Long-time Mizuno patrons will be familiar with this breaking-in process which results in a firmer ride quality after a few months.

So what kind of runs is the Wave Rider 21 good for? It is certainly suitable for daily runs, and even for faster training workouts. At sub-10 ounces, the Rider isn’t heavy at all, and the ride has a firm feel. Both these properties make it suitable for the aforementioned use-cases.

Can the Rider 21 be used for marathons? There isn’t a universally acceptable answer to this question. The ride has ample cushioning but of a firm kind, so a lot will depend on your personal footwear preferences. If you like a soft underfoot feel, then this shoe won’t cut it as a marathon slogger.

But if you’re ok with the Rider’s distinct midsole characteristic, then sure, run a marathon in them.



There are a few things we’ll always love about the Rider. The hard Wave plate inside the midsole gives most Mizunos a supportive and consistent ride character. The forefoot is flared wide and also curved gently in a cup-like fashion, and this gives the Rider a planted feel.

Inside the upper, there’s plenty of forefoot and toe-box room. The materials have a soft hand-feel, thus creating comfortable interiors. The upper could have been better minus the stitched Mizuno logos, though. A fused type (like on the Sayonara 2) would have improved the fit.

Also, runners new to the Rider will find the ride quality clunky and noisy. It gets better after 50 miles, but still.


You’d have deduced by now that the Rider 21 is almost the same as the 20 except for the minor fit difference around the forefoot and heel.

An identical midsole means that the Rider retains the familiar medium-soft yet noisy ride quality. But that’s how the Rider has always been, so no surprises here. Go for the Rider 21 if you want a neutral running shoe with superb ride support.


For $30 extra over the Rider 21, you get the Wave Sky – a plusher shoe with softer interiors and a higher level of cushioning.

The downside? The Wave Sky is 11.5 ounces, which is nearly two ounces over the Wave Rider 21. The Wave Sky is a heavy shoe.



If you want a higher level of cushioning without sacrificing support, the Wave Sky is your friend. On the other end of the spectrum is the Wave Ekiden 11 – a lightweight racing flat which is a great fit for 5K and 10K runs. The New Balance Hanzo is an alternative to the Ekiden.

There are many choices in the premium cushioned category if you do not want the Wave Sky. The Nike Vomero 12 is cushioned and responsive trainer, and then so is the Brooks Levitate. Or for that matter, the Saucony Triumph ISO 4.



Technically speaking, the Mizuno Wave Rider 21 is a neutral running shoe. This puts it in the same class as the Asics Cumulus 19, Brooks Ghost 10, New Balance 880V7, Nike Pegasus 34, and the Saucony Ride 10.

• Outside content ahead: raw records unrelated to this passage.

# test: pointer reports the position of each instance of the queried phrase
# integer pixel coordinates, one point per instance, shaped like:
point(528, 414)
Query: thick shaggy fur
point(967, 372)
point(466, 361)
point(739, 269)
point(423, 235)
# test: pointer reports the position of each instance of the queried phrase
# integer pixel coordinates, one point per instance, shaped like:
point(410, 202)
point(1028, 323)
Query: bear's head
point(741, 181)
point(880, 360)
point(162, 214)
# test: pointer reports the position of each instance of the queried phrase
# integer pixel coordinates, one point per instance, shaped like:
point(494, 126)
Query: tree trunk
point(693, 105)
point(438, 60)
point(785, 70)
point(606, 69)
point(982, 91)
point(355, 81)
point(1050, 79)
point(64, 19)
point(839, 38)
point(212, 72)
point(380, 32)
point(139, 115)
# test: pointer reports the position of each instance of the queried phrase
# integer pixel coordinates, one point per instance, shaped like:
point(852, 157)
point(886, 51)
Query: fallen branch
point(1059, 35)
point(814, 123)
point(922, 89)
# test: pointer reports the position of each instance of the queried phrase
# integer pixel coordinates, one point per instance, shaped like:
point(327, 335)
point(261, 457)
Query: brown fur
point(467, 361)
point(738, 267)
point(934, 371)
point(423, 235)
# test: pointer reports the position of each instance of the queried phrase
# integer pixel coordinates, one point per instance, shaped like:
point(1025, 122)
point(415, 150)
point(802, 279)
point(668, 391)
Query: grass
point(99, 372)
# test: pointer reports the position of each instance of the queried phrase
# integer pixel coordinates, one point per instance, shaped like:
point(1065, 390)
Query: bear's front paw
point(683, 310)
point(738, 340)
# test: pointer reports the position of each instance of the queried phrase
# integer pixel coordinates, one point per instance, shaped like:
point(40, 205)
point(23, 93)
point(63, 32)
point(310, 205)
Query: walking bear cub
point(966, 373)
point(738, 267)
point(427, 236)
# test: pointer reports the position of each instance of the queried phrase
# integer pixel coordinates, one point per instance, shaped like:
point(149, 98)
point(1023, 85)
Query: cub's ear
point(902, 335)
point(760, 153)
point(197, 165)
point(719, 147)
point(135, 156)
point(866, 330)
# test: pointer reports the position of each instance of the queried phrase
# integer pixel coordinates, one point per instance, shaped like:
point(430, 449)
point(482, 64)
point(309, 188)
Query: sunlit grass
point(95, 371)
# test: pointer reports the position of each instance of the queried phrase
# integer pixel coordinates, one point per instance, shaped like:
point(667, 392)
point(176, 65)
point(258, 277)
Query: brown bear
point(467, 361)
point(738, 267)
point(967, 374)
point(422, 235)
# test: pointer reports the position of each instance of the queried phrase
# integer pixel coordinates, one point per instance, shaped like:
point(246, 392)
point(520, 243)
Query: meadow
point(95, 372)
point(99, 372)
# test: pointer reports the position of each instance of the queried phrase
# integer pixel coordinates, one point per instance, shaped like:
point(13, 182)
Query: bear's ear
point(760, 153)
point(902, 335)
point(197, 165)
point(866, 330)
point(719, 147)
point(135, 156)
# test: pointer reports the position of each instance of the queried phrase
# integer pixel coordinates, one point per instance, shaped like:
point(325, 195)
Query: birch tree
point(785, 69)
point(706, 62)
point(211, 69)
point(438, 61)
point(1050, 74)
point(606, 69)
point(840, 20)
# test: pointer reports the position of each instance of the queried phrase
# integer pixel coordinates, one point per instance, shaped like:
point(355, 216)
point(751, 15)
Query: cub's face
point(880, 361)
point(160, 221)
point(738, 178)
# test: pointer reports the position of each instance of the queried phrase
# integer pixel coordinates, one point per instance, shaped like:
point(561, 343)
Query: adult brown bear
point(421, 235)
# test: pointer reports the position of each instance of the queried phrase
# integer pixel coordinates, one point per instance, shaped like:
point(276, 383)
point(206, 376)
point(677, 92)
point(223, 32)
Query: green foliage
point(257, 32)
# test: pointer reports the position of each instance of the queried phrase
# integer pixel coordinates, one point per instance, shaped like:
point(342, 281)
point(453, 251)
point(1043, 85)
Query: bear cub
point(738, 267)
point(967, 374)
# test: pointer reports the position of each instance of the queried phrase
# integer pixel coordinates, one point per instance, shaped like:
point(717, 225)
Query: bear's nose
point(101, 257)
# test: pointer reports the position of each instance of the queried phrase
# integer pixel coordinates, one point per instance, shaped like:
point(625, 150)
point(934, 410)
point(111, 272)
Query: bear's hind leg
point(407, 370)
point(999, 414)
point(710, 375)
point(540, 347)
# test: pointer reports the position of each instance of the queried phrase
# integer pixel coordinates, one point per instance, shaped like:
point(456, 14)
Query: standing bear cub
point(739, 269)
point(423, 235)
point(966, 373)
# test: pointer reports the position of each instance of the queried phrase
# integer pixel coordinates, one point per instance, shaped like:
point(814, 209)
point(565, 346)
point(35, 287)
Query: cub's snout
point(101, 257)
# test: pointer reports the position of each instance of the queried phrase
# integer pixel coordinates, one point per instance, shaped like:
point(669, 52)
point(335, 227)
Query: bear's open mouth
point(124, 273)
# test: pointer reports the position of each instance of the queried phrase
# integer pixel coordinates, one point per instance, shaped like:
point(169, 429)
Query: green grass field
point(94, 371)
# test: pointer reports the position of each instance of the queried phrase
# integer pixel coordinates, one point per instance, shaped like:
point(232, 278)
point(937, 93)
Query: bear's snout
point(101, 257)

These shoes exhibit a wide variety of ride quality, ranging from medium-soft (Cumulus, 880, Ghost, Ride 10) to springy responsiveness. (Pegasus)

Mizuno’s Wave plate imparts the Rider 21 a unique ride quality. Hence, it makes sense to look within if you want a shoe with a similar ride. The Wave Inspire 13 is the closest one can get to the Rider, regardless of the latter’s support classification.